Test the simple JSP on WebSphere Application Server

  1. First, you must deploy an EAR file that contains your web project to the WebSphere Application Server, Version 7.0, as shown in the Add and Remove window in Figure 6.
Figure 6. Add the EAR file to the WebSphere server
Add and remove resources configured on the server

Note:
To deploy the EAR file to the WebSphere, you need to open the Server view, right-click the WebSphere 7.0 server instance, and select Add and Remove.

  1. Now, right-click TestClient.jsp, and then select Run As > Run on Server (see Figure 7).
  2. Run TestClient.jsp on the WebSphere Application Server.
Figure 7. Test the createSapBapiDemoWrapper method
Selections described are highlighted on menus
  1. In the left pane of the Web Services Test Client tab (TestClient.jsp file), under Methods, click createSapBapiDemoWrapper in.

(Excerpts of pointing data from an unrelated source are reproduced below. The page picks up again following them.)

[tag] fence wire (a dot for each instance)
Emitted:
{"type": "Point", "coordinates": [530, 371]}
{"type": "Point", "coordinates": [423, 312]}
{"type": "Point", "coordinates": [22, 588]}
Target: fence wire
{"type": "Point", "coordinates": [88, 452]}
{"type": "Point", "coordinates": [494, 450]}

Input data is shown in the Inputs.jsp file which is shown in Figure 8.
Figure 8. Test the "createSapBapiDemoWrapper" method
Display all input fields to create a new customer record
  1. Enter this input data in the Inputs.jsp file:
    1. Under sapPiPersonaldata, enter those values:
      • city: Burlingame
      • lastName: Johnson
      • firstName: Tom
      • countryKey: US
      • currencyKey: USD
      • cityPostalCode: 94010
      • dateOfBirth: May 03, 1965
      • languageKey: EN
      • regionStateProvinceCounty: CA
    2. Under sapPiCopyreference, enter the following values:
      • distributionChannel: 01
      • division: 01
      • salesOrganization: 0001
      • referenceCustomer: 01
  2. Then click Invoke from Result.jsp to create a new customer number.
Figure 9. The Result.jsp display
Shows the newly created customer

As Figure 10 shows, similar log messages are displayed from the WebSphere Application Server console view.

Figure 10. WebSphere Application server console view log
Messages that include BAPI_CUSTOMER_CREATEFROMDATA1

Summary

This article showed how easy a J2C bean can be created with the J2C tools provided in Rational Application Developer V8.0. With just a few steps, you can build an application that can access the functions of the SAP backend system. That functionality can be quickly exposed to other applications and business processes through the generated web page.